Hi everyone, and welcome to my first post of 2021! I hope you had a nice time over the holidays and that your year started well, both personally and professionally. For my first post of the year, I decided to write about my personal experience; how it helped me, and what I learned from it.
If you follow me on social media, then you probably know most of my path in education, but for the new readers, I’m going to write a short recap: I have a Bachelor of Science in Biology and I’m currently finishing Master of Science in Molecular Biology. In my country, a Master’s degree is needed for almost any kind of employment and is a condition for applying for a Ph.D. However, only some classes are obligatory once you reach the Master’s, and in the second year, you only need to hit a certain number of ECTS; you can choose any of the classes as you please. You can choose classes that are completely unrelated to each other or a complete “module” or a couple of classes that are dedicated to a certain topic; I chose Computational Biology.
I was always interested in coding, and coding in Biology sounded like such a good idea at the time. I already took another course, titled “Bioinformatics”, where I initially fell in love with this type of work. It was a very different class, as there wasn’t that much factual studying, but rather we had a problem that we had to solve using various online tools. This class was something new and challenging. Choosing that module seemed like a normal continuation of my interests; another very important reason was also that classes weren’t held every day and also weren’t compulsory.
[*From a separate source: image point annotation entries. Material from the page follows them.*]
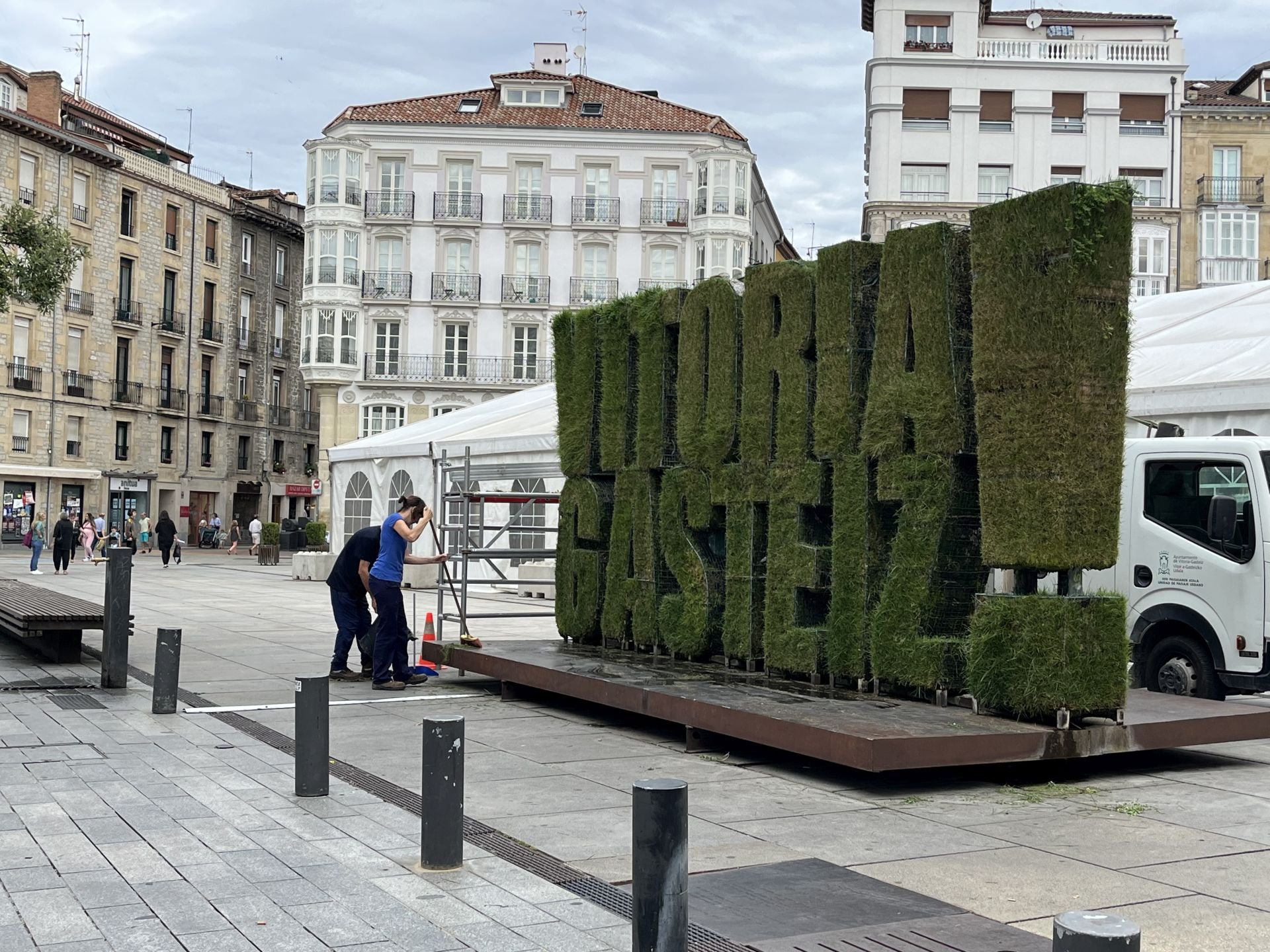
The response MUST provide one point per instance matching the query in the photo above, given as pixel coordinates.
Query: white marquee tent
(1202, 360)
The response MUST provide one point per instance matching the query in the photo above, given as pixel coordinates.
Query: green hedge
(1031, 655)
(709, 349)
(582, 556)
(1050, 365)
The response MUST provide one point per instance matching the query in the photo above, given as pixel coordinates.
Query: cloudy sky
(265, 75)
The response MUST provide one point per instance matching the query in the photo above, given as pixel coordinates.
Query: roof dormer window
(532, 97)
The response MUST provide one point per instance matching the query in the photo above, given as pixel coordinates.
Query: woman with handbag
(36, 541)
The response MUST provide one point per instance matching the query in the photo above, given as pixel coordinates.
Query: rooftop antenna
(81, 48)
(581, 51)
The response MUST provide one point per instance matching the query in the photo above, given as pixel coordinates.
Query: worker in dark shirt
(349, 589)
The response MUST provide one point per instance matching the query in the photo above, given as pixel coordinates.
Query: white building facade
(968, 106)
(444, 233)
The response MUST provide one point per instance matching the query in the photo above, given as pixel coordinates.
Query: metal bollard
(313, 736)
(1095, 932)
(441, 833)
(659, 866)
(167, 670)
(117, 627)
Now, I naturally tried to attend as much as possible, but with my illness and doctor’s appointments, not worrying about doctor’s notes and attendance quotas was a bonus.
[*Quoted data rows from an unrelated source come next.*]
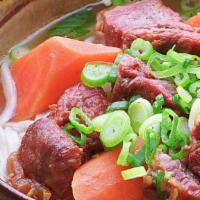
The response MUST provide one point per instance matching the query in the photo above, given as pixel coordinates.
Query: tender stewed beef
(150, 20)
(49, 156)
(183, 184)
(91, 100)
(134, 79)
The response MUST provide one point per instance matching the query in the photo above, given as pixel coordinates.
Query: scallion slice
(95, 74)
(115, 129)
(172, 71)
(114, 69)
(17, 52)
(139, 111)
(118, 105)
(81, 141)
(134, 173)
(194, 89)
(141, 49)
(99, 121)
(75, 121)
(184, 94)
(128, 144)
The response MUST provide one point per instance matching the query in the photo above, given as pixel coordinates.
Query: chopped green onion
(138, 158)
(194, 114)
(134, 173)
(128, 144)
(114, 69)
(119, 105)
(182, 79)
(158, 104)
(194, 89)
(81, 141)
(169, 127)
(159, 61)
(185, 107)
(151, 145)
(184, 94)
(138, 112)
(95, 74)
(98, 122)
(172, 71)
(141, 49)
(17, 52)
(152, 122)
(176, 155)
(159, 178)
(115, 129)
(163, 147)
(75, 121)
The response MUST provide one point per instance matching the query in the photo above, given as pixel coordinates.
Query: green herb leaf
(75, 26)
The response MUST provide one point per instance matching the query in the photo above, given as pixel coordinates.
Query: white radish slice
(10, 93)
(12, 138)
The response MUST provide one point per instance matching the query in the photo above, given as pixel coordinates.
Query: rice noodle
(10, 93)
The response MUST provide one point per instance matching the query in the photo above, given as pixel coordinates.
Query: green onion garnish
(128, 144)
(98, 122)
(194, 89)
(95, 74)
(141, 49)
(75, 121)
(158, 104)
(114, 69)
(134, 173)
(17, 52)
(139, 111)
(184, 94)
(115, 129)
(119, 105)
(81, 141)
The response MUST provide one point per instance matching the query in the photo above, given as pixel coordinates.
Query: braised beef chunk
(134, 79)
(17, 180)
(49, 156)
(182, 184)
(93, 103)
(150, 20)
(91, 100)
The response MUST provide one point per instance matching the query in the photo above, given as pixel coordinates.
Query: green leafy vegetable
(74, 26)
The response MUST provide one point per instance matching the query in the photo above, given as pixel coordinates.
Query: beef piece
(150, 20)
(49, 156)
(183, 184)
(91, 100)
(134, 79)
(93, 103)
(17, 180)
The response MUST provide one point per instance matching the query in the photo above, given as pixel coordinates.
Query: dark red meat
(93, 103)
(49, 156)
(91, 100)
(150, 20)
(134, 79)
(182, 185)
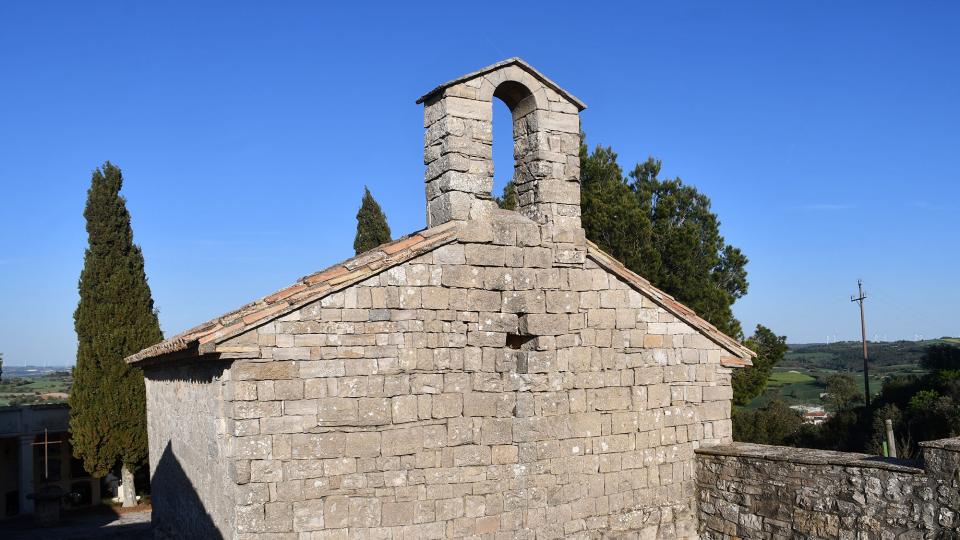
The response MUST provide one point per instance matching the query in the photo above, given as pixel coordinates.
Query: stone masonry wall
(192, 480)
(479, 390)
(755, 491)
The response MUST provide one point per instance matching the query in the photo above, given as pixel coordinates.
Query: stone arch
(458, 146)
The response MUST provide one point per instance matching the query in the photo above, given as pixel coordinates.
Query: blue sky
(827, 136)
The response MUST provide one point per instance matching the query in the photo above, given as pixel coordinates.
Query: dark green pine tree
(372, 228)
(115, 318)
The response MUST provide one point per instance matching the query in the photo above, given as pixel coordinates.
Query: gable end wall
(396, 408)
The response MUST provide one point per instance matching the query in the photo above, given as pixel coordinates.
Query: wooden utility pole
(863, 337)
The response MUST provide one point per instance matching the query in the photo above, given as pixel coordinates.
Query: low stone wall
(756, 491)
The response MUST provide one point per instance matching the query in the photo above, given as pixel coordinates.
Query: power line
(863, 337)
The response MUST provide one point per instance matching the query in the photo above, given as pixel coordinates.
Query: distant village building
(35, 455)
(493, 375)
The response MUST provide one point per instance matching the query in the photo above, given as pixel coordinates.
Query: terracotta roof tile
(308, 289)
(667, 302)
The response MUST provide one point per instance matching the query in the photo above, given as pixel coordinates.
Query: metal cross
(46, 453)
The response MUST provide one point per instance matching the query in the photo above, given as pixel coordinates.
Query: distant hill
(848, 355)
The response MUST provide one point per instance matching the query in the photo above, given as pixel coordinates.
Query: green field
(25, 390)
(798, 378)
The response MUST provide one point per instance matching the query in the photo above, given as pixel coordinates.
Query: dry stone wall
(479, 390)
(754, 491)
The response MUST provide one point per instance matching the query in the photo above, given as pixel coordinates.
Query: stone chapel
(494, 375)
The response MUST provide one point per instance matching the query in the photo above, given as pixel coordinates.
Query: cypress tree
(372, 228)
(115, 318)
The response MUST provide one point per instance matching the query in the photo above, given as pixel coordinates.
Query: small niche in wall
(517, 341)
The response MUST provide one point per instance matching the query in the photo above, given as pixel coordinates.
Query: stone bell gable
(495, 375)
(458, 117)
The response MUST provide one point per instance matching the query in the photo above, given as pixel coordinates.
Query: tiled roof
(307, 289)
(203, 339)
(742, 354)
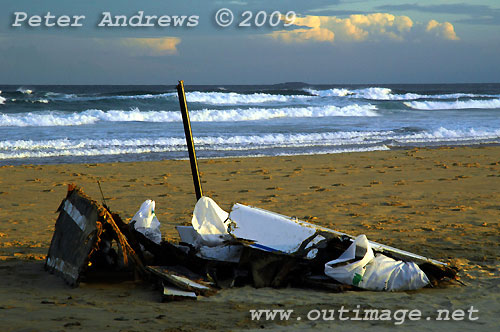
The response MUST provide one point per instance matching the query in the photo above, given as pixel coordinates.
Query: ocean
(90, 124)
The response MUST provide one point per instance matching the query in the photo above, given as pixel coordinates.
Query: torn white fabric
(374, 272)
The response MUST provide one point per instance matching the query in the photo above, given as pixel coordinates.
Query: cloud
(443, 30)
(476, 14)
(151, 46)
(361, 27)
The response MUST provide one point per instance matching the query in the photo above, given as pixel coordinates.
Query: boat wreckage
(245, 246)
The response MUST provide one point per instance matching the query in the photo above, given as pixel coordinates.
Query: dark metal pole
(189, 140)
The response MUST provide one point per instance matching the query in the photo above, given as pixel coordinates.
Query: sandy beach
(442, 203)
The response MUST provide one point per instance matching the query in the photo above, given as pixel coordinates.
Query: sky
(328, 42)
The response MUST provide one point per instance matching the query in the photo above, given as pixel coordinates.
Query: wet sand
(442, 203)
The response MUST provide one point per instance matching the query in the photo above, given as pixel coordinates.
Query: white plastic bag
(210, 222)
(374, 272)
(146, 221)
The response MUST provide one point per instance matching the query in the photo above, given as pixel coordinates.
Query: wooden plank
(174, 294)
(181, 281)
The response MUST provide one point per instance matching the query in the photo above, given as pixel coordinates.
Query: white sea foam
(233, 98)
(24, 91)
(273, 143)
(75, 97)
(454, 105)
(377, 93)
(56, 118)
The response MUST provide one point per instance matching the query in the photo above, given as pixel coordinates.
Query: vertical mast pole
(189, 140)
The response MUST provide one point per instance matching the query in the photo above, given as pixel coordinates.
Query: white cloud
(360, 27)
(150, 46)
(443, 30)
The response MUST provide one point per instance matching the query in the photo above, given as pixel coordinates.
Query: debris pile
(247, 246)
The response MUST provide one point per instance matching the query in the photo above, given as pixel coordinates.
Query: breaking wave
(377, 93)
(56, 118)
(455, 105)
(233, 98)
(24, 91)
(273, 143)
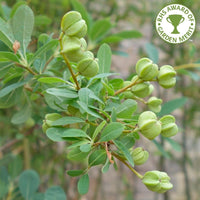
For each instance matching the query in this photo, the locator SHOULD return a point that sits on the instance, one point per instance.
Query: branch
(27, 68)
(128, 86)
(133, 170)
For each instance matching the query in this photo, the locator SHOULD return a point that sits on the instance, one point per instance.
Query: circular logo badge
(175, 23)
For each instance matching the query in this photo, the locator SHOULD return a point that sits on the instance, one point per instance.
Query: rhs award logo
(175, 23)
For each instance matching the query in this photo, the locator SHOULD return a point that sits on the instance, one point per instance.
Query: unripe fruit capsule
(146, 69)
(167, 76)
(88, 67)
(72, 24)
(148, 124)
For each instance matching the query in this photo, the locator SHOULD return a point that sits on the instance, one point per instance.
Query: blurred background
(28, 148)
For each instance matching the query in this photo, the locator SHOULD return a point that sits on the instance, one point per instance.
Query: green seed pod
(73, 48)
(88, 67)
(154, 104)
(72, 24)
(169, 128)
(151, 88)
(148, 124)
(29, 123)
(69, 19)
(49, 118)
(157, 181)
(146, 70)
(83, 44)
(167, 76)
(141, 90)
(140, 156)
(127, 94)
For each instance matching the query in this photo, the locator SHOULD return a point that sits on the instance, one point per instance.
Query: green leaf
(61, 92)
(10, 88)
(16, 6)
(97, 157)
(160, 148)
(176, 146)
(81, 9)
(89, 110)
(55, 193)
(152, 52)
(78, 144)
(22, 116)
(55, 134)
(67, 120)
(83, 184)
(29, 182)
(104, 55)
(42, 20)
(15, 167)
(124, 150)
(172, 105)
(85, 94)
(8, 56)
(98, 129)
(85, 147)
(126, 109)
(51, 80)
(77, 155)
(22, 25)
(72, 132)
(6, 34)
(99, 29)
(75, 172)
(129, 34)
(111, 131)
(42, 50)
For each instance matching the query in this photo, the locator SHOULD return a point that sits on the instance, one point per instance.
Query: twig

There are five classes in the Computational Biology module and I chose four of them: Algorithms and Programming, Computational Genomics, Machine Learning and Statistics, and Mathematical Foundations of Computational Biology. Structural Computational Biophysics, the fifth one, honestly didn’t sound as appealing. Most of those classes were held in blocks (only Algorithms for a couple of weeks, then Statistics, then Genomics), with Mathematics being the only one we had every week for the duration of the whole semester.
Very quickly, I realised this may not be it for me; my colleagues got a hang of things quicker than me, and I felt that I’m lacking quite a lot of the prior knowledge, things I should have learned in high school, but my high school course back then didn’t focus on that. There were also memory issues, probably due to rapid changes in the medication I was taking, which was taking a priority above everything else.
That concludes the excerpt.